1901 - "Troops to the number of 21 officers and 867 men are under orders to sail for South Africa in the transport Manila, which leaves Southampton to-day. The principal drafts are 1 officer and 72 men of the 2nd Royal West Surrey Regiment ; 54 men of the 2nd Lincoln, 4 officers and 127 men of the Devonshire Regiment ; 131 men of the 2nd Cheshire Regiment; 78 men of the 2nd Royal Berks ; 70 men of the 1st Connaught Rangers ; 100 men of the Royal Medical Corps ; and smaller drafts from various other regiments."

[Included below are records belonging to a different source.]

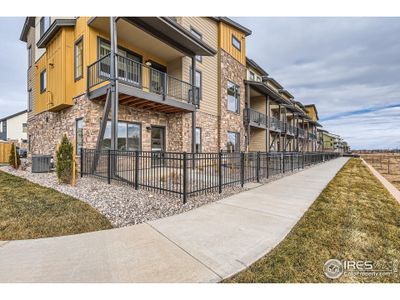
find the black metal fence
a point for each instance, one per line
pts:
(191, 174)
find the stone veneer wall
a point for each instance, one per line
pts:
(48, 128)
(234, 71)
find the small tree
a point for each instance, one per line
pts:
(64, 161)
(14, 158)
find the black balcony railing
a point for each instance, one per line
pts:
(290, 129)
(300, 132)
(312, 136)
(253, 116)
(276, 124)
(141, 76)
(191, 174)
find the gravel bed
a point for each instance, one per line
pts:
(122, 204)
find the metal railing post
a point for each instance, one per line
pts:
(184, 177)
(81, 161)
(258, 166)
(292, 158)
(87, 82)
(220, 171)
(136, 169)
(242, 169)
(108, 166)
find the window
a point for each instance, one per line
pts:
(198, 139)
(233, 97)
(251, 75)
(79, 135)
(30, 104)
(43, 81)
(78, 59)
(233, 143)
(129, 137)
(198, 82)
(236, 43)
(200, 37)
(29, 56)
(44, 25)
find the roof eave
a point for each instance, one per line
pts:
(53, 29)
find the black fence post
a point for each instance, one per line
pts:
(136, 169)
(184, 177)
(220, 171)
(241, 169)
(108, 166)
(292, 158)
(81, 159)
(258, 166)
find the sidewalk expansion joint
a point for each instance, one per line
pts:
(184, 250)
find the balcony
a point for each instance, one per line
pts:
(255, 118)
(141, 86)
(291, 130)
(312, 136)
(276, 125)
(260, 120)
(301, 133)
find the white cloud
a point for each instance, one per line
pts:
(341, 65)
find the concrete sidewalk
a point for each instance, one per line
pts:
(203, 245)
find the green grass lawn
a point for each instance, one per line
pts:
(29, 211)
(354, 218)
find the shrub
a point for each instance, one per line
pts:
(64, 161)
(14, 158)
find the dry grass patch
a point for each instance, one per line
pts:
(29, 211)
(354, 218)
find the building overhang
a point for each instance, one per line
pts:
(232, 23)
(53, 29)
(256, 67)
(267, 91)
(169, 32)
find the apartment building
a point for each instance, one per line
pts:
(13, 128)
(182, 84)
(69, 72)
(329, 142)
(274, 120)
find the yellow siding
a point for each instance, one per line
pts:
(4, 152)
(225, 42)
(208, 66)
(59, 72)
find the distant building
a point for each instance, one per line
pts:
(13, 128)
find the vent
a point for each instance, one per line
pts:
(41, 163)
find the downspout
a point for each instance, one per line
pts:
(194, 103)
(114, 84)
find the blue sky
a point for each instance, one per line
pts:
(348, 67)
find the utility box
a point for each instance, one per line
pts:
(41, 163)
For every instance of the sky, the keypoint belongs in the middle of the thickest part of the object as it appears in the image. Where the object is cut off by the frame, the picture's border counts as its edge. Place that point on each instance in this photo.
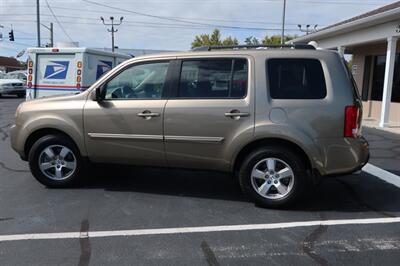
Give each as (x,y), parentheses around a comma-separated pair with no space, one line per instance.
(165,24)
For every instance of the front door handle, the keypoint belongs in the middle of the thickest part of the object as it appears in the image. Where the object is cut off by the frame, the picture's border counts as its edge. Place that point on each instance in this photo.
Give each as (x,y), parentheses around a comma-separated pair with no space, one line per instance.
(148,114)
(236,114)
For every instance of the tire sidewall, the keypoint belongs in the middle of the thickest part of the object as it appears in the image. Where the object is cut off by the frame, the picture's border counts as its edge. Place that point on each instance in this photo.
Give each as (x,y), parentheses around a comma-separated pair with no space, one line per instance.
(34,154)
(283,154)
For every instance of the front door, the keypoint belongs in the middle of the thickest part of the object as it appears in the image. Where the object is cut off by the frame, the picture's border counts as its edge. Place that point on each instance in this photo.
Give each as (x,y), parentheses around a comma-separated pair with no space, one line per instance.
(211,108)
(127,126)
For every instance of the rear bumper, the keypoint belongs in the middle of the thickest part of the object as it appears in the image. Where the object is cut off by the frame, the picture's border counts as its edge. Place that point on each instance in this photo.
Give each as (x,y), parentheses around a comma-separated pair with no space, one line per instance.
(12,90)
(16,144)
(344,156)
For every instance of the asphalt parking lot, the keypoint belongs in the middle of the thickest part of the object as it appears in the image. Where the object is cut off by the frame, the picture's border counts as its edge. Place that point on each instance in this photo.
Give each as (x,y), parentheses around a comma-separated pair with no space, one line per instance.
(136,216)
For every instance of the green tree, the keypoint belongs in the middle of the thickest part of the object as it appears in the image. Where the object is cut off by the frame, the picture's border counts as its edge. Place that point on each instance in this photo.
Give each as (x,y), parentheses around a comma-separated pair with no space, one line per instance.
(213,39)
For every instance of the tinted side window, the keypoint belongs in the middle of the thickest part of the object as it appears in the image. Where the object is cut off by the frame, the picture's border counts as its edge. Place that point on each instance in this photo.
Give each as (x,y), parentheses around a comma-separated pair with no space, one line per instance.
(144,81)
(213,78)
(296,79)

Aberdeen Journal, Thursday 5th September 1901
1901 - "Dr. A. Conan Doyle writes as follows to to-day's Times :—Would it not be perfectly feasible to put a truck full of Boer irreconcilables behind every engine which passes through a dangerous part of the country? Two of these dastardly affairs in the last few weeks have cost us 40 men killed and wounded, while the sum total of men who have been maimed in this fashion during the war amounts to many hundreds. Such a practice as I suggest would infallibly put an end to it, and it is so obvious that it is difficult to imagine why it has not been done. The Germans in 1870 continually carried French hostages in the trains."